Hello, I'm new to Apache Kudu. I was really impressed by the concept of
Kudu and benchmark results. I'm considering using (Impala + Kudu) on my
team project.
One of the issues I have is that Kudu Table is too big compared to Parquet
File
- Parquet File: 1.3TB
- Kudu Table: 8.6TB
(both tables configured 3 replica factor)

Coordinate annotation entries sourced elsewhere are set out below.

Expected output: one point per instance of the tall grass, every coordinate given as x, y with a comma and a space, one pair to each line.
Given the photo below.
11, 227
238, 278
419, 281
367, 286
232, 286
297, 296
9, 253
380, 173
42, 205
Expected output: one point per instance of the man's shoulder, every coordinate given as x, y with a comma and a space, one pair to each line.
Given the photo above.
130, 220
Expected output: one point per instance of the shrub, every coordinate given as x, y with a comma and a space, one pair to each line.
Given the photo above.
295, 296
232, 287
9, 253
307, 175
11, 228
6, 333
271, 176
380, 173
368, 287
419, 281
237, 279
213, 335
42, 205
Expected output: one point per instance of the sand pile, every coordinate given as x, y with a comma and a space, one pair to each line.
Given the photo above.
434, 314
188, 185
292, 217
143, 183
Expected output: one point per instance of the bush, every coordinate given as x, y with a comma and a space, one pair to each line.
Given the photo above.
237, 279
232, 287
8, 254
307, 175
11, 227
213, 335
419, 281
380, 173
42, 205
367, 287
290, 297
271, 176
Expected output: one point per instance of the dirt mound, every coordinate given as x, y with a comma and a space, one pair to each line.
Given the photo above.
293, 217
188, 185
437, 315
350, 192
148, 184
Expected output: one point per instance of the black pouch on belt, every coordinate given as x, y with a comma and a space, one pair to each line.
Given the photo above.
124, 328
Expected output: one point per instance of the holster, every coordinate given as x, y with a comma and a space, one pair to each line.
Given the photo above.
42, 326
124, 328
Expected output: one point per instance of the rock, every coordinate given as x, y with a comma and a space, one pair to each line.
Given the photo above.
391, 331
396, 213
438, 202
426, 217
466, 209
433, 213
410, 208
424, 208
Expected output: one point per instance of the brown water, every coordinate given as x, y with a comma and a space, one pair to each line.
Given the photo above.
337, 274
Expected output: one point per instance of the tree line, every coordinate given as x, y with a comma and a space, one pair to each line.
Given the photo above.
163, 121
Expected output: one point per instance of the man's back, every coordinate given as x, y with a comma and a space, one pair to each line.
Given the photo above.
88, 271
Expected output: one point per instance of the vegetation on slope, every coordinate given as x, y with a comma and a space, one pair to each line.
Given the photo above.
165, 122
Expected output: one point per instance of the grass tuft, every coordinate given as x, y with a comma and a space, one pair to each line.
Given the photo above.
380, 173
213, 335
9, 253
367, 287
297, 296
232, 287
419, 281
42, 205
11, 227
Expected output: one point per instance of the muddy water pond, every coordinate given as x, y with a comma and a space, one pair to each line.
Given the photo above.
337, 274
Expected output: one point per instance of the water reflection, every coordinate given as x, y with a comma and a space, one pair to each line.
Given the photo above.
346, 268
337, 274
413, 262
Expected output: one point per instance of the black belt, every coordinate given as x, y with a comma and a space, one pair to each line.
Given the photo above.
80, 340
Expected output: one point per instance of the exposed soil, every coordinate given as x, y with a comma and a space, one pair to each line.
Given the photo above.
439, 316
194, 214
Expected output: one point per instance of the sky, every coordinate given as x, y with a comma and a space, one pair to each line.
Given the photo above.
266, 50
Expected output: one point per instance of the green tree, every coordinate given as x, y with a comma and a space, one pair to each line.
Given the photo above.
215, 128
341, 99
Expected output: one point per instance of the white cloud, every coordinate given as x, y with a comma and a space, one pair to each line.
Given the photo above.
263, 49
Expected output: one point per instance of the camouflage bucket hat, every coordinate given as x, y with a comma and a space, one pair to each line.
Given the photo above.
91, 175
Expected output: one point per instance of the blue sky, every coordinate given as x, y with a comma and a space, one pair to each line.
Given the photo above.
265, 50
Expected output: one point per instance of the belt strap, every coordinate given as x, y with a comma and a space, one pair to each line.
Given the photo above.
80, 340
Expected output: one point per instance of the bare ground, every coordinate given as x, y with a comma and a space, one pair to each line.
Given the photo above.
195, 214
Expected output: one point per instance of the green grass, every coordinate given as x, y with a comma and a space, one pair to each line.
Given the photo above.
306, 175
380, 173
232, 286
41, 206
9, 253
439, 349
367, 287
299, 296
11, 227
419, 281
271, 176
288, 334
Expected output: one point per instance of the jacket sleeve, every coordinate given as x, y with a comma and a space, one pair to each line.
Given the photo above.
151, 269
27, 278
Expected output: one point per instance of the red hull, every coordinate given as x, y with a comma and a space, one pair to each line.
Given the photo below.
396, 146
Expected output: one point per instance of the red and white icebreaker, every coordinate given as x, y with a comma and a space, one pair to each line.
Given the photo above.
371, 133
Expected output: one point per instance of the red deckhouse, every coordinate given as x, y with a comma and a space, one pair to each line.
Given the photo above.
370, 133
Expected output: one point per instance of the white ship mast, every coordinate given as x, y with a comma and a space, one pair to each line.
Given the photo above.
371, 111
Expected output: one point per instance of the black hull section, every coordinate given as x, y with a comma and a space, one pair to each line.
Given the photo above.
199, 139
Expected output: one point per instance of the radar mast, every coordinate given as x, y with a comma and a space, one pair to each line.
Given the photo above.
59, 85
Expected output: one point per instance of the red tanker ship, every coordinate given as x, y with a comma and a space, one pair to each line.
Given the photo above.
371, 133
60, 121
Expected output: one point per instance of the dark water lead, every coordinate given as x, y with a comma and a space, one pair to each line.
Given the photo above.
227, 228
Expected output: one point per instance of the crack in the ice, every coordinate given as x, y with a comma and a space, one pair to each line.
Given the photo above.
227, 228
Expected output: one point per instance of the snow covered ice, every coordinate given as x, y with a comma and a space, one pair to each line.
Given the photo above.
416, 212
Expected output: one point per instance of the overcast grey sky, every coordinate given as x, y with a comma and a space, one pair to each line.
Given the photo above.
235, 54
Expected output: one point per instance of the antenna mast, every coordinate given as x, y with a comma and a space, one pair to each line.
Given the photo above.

I'm using Kudu with CDH 5.10 and most of the configurations is not changed
(I've only changed `memory_limit_hard_bytes` and `block_cache_capacity_mb`
to prevent bulk load error)
When I changed `ENCODING` for some fields, only decreased by 5%. I'm
thinking there are some optimization techniques to reduce Kudu table size.
I would really appreciate it if someone gives advice to me.
Thanks for advance answer.
`parquet_table` has 38 STRING fields and 6B rows.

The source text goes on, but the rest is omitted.